Sous l'impulsion des syndicats, cette catégorie de salariés appelle le Gouvernement et la majorité de la gauche plurielle à la vigilance, face à certaines dispositions du projet de loi.

La disposition plus décriée est celle instituant un forfait annuel en jours pour le décompte du temps de travail, sans limite horaire journalière.

La crainte des cadres est tout à fait légitime. Imaginons un instant les conséquences qu'entraînerait une telle disposition appliquée par des employeurs peu soucieux de préserver l'équilibre et la santé de leurs salariés. C'est en toute légalité que pourraient être imposés des horaires de travail allant jusqu'à treize heures par jour. La perspective de devoir travailler jusqu'à treize heures par jour durant 217 jours en une année n'est nullement réjouissante ! La loi doit empêcher cette dérive grave, qui irait à l'encontre de l'un de ses objectifs principaux, à savoir l'amélioration des conditions de travail et de vie des salariés.

La seule solution réside dans la fixation d'une limitation horaire par la loi elle-même, ou par voie conventionnelle. Mais dans cette dernière hypothèse, la loi doit offrir un cadre de négociation écartant tout abus et toute possibilité, pour les entreprises, de disposer d'une maind'oeuvre à leur merci.

L'introduction, dans la loi, de ce verrou de sécurité répondra aux revendications les plus légitimes des salariés, auxquelles la majorité de gauche et le Gouvernement ne peuvent être indifférents.

Les organisations syndicales insistent sur des dispositions du projet de loi relatives aux autres catégories de salariés. Je pense à la définition du temps de travail effectif pour lequel le projet de loi adopté en première lecture a apporté des modifications très significatives.

Des avancées considérables ont été réalisées en incluant dans le temps de travail effectif les temps d'habillage et de déshabillage lorsque le port d'une tenue est nécessaire, ainsi que certaines pauses de courte durée.

Les temps nécessaires à l'habillage et au déshabillage obligent le salarié à se rendre plus tôt sur son lieu de travail et à quitter celui-ci plus tard.
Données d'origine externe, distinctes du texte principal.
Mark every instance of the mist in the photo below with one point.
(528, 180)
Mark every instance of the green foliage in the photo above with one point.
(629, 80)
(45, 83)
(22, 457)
Il ne s'agit donc pas de temps d'inaction, comme le mentionnait pourtant la loi de Vichy, que ce projet de loi est venu enfin abroger.

Ce principe semble découler de la logique même, étant donné que, durant ces périodes, le salarié est bien à la disposition de son employeur et n'est nullement maître de son temps.

La mise en place des 35 heures doit tenir compte de ce paramètre et maintenir, dans sa rédaction finale, l'esprit de cette disposition.

L'ensemble de ces dispositions, qui restent à consolider, doivent être assorties du maximum de garanties d'application. Tous les salariés doivent pouvoir faire entendre leur voix dans l'entreprise et concrétiser leur souhait de travailler moins et de vivre mieux.

Cette deuxième loi doit donc tracer un cadre de négociation permettant de mettre en oeuvre les objectifs de progrès social qui lui avaient été assignés.

Elle doit aussi donner aux instances représentatives du personnel les moyens de contrôler la bonne application des accords conclus.

Un signal fort doit être lancé avec l'adoption de cette loi, pilier d'un projet de société de progrès et de justice sociale. (Applaudissements sur les bancs du groupe socialiste.)

M. le président.

La parole est à M. Yann Galut.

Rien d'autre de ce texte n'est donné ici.